After thorough investigation, the boys settled on fiberglass from the Greek company c·racer: “Really nice parts with a very good finish.” Under the monochrome bodywork they’ve fitted an aluminum inner fender and a battery box.
It’s the CNC’d wheels that jump out in the shots though, and the Wrenchmonkees have been itching to use them for quite some time.
“We first laid eyes on the Dutch Brothers’ SuperWheels some four or five years ago,” says Per. “We knew we had to build a tracker with those wheels!”
The SuperWheels don’t fit the standard Kawasaki fork and swingarm though, so custom-made spacers, caliper brackets and a sprocket carrier are had to be machined up to fit.
The brakes are TRW floating discs from a KTM 990 at the front, and a 690 at the rear, with Brembo calipers.
The suspension is stock but lowered in the front. At the back, there’s a set of YSS RG fully adjustable shocks to help get the power down.
The engine internals are standard, but the Keihin carbs now breathe through UNI-filters and a jet kit. The sinuous, beautifully welded exhaust is a stainless system from the Italian company SC-Project, which makes the pipework for the Repsol Honda MotoGP team. Originally designed for the W800, it’s now terminated with one of SC’s carbon GP-style silencers.

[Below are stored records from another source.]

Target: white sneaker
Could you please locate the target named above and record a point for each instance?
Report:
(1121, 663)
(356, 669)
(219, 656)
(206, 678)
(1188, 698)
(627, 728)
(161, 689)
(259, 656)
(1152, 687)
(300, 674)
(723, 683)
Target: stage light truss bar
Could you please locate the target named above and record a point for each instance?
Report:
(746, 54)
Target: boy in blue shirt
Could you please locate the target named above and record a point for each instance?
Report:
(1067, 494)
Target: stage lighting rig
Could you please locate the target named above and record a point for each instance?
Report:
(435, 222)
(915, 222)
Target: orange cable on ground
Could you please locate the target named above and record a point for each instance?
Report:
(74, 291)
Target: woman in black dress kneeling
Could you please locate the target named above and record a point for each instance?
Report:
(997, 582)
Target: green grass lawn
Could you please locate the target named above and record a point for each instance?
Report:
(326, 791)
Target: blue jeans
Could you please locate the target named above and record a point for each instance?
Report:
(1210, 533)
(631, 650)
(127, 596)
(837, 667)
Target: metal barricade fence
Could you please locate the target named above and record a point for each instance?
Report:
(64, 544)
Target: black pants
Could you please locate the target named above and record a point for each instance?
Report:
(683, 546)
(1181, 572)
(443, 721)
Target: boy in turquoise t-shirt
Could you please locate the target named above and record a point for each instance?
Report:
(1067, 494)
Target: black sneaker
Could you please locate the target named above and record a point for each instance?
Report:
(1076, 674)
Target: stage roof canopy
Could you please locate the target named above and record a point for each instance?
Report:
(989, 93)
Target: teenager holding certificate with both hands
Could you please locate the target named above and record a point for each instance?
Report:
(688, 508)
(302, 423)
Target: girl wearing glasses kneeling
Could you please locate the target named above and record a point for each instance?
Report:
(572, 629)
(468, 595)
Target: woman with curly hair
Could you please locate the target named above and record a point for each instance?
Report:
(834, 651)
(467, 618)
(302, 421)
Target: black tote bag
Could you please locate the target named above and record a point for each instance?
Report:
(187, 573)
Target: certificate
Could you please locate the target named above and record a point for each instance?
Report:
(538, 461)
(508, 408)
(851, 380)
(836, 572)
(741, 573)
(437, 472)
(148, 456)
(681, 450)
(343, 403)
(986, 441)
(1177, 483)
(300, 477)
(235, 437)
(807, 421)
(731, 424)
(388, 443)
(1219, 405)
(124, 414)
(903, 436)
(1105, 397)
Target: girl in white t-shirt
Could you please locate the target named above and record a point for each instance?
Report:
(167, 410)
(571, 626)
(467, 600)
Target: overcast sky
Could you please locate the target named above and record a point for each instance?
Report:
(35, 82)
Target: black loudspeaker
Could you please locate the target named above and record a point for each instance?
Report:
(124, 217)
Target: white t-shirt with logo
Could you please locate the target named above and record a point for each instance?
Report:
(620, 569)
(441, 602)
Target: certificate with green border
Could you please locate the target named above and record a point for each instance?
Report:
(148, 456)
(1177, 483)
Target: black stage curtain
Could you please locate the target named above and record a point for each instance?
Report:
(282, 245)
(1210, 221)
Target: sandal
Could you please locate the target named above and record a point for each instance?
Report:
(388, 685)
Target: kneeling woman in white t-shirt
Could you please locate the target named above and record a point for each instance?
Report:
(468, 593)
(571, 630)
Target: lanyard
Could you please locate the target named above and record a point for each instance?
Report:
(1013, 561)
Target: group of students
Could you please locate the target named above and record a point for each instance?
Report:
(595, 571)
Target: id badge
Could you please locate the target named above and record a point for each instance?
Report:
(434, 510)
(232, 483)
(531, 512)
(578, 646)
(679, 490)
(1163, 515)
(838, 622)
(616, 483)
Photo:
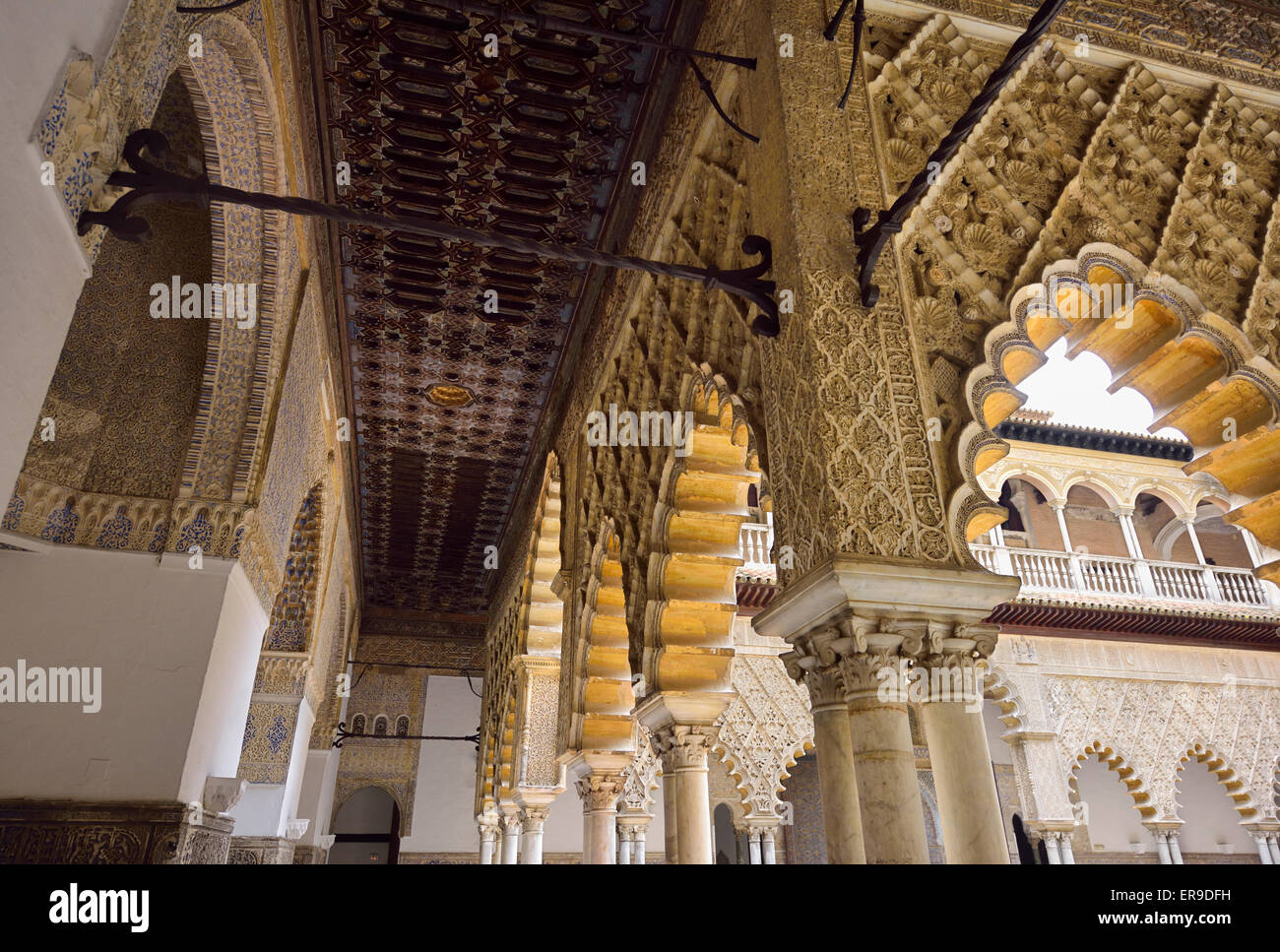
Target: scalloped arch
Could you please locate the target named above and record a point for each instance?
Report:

Illumination comes from c·racer headlights, plus a taillight and rear turn signals from the German brand Highsider. Motogadget supplied the front turn signals and a Motoscope speedometer.
The Kawasaki is already doing the rounds of the show circuit: At the moment, it’s literally a vehicle for the Wrenchmonkees’ apparel line before it hits the track.
“We didn’t get a chance to measure power or weight, but we know for sure that we stripped off at least 20 to 25 kilos [45 to 55 pounds] and it’s gained a few horsepower,” says Per.
Later this year, with a fresh set of tires installed, the Kawasaki will hit the track with Nicholas on board. Let’s hope he keeps this beautiful machine upright.